You should add interview questions that pertain to any questions you wanted to answer through your playtesting process.

Playtest Reflection
Consider these questions:

  • What aspects of your designed experience worked as expected?
  • What of your designed experience did not work as expected?
  • Which, if any, deviations from your intended experience turned out to be good?
  • What did players find easy to understand?
  • What did players find difficult to understand?
  • What did players do that you didn’t expect?
  • What did players do that you did expect?
  • Were there rules that were unnecessary?
  • Did you feel like any rules were missing?

Then reflect:

  • What are some potential solutions to problems you identified?
  • What are potential changes you could make to amplify the successful aspects of your game?
  • What are possible changes to the realized form of your game (its prototypal manifestation)?
  • What do you see as the most important changes to make and why? (As in, there are a million things we could change in any project, so what changes are you prioritizing for your updated prototype for your second playtest?)

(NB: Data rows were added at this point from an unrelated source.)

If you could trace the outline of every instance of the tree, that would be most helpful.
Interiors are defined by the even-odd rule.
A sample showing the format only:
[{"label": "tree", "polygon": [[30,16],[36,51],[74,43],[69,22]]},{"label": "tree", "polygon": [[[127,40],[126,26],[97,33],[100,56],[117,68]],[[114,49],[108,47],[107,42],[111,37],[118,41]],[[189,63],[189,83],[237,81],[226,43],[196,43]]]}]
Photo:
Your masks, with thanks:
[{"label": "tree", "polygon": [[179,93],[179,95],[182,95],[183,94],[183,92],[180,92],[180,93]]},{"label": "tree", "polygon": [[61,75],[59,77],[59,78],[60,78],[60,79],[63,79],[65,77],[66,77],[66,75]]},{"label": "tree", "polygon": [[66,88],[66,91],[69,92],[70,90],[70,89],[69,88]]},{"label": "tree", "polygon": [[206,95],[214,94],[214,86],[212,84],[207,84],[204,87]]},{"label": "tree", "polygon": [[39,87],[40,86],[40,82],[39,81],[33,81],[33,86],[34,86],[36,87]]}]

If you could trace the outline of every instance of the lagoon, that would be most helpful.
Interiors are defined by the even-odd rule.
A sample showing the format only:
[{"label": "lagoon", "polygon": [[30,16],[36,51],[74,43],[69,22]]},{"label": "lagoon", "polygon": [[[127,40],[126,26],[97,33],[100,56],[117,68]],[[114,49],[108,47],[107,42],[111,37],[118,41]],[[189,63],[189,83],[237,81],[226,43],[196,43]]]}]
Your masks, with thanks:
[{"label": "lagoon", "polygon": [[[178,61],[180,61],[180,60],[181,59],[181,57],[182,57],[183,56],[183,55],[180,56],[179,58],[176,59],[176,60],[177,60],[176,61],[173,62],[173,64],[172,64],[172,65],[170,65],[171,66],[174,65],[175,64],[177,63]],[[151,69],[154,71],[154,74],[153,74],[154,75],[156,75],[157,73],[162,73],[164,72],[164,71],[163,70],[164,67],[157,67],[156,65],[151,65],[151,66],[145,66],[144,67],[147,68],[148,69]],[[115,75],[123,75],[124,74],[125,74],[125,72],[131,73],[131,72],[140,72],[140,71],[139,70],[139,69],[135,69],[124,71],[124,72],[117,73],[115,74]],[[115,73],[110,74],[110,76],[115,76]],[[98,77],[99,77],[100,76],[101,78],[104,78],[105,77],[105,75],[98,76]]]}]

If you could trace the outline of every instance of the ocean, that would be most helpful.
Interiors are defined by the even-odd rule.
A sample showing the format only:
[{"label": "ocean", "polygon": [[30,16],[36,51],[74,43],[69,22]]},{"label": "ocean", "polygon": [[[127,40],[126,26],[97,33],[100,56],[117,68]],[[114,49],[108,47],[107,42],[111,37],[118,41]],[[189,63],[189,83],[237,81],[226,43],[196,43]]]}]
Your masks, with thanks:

Internal Playtest Assignments

Game Facilitators Players
Space Juliyen Peter, Xiaofan, Miliaku, Collin
Abandoned Sound Bowen, Sherry, Xintong Peter, Xiaofan, Miliaku, Collin
Among Us boardgame Daniel, Sam Peter, Xiaofan, Miliaku, Collin
Unravel Miliaku Eddie, Bowen, Xintong
Stay/Go Vincent Eddie, Bowen, Xintong
Solarpunk 2112 Collin Juliyen, Deveena, Vincent
UrLingual An, Emma Sherry
Humn Deveena (+ others) Sam, Daniel
Untitled Xiaofan, David An, Emma
Untitled Peter David

Part V: Playtest & Document

Due May 5

  • Iterate your design
  • Playtest again
  • Reflect on your playtest again (refer to Part IV)
  • Add your project to the shared slide deck.

Add the following slides:

  • Team member names, project title, kinds of play; one-line or one-paragraph description
  • A document detailing the rules of your game.
  • Documentation of your prototype
  • 3+ images of your game (including playtest)
  • Optional: video summary of playtest

Criteria

  • Fidelity of imagery, sound, etc is unimportant at this stage; an unattractive game will not harm your grade and a beautiful game will not benefit your grade.

Form & Tools

  • Your game must be playtestable remotely on whatever computer other students are using. (So no heavy-duty Unreal or VR projects!)
  • There are no other constraints regarding form. You can design a game intended to be a physical boardgame or card game, then create it in Miro/Mural/etc for playtesting.
  • There is no constraint regarding tools. Recommended tools are listed on the class website. I’d recommend looking at the tools that create simple virtual spaces like Hubs or Gather if you want to re-create aspects of an in-person performative game.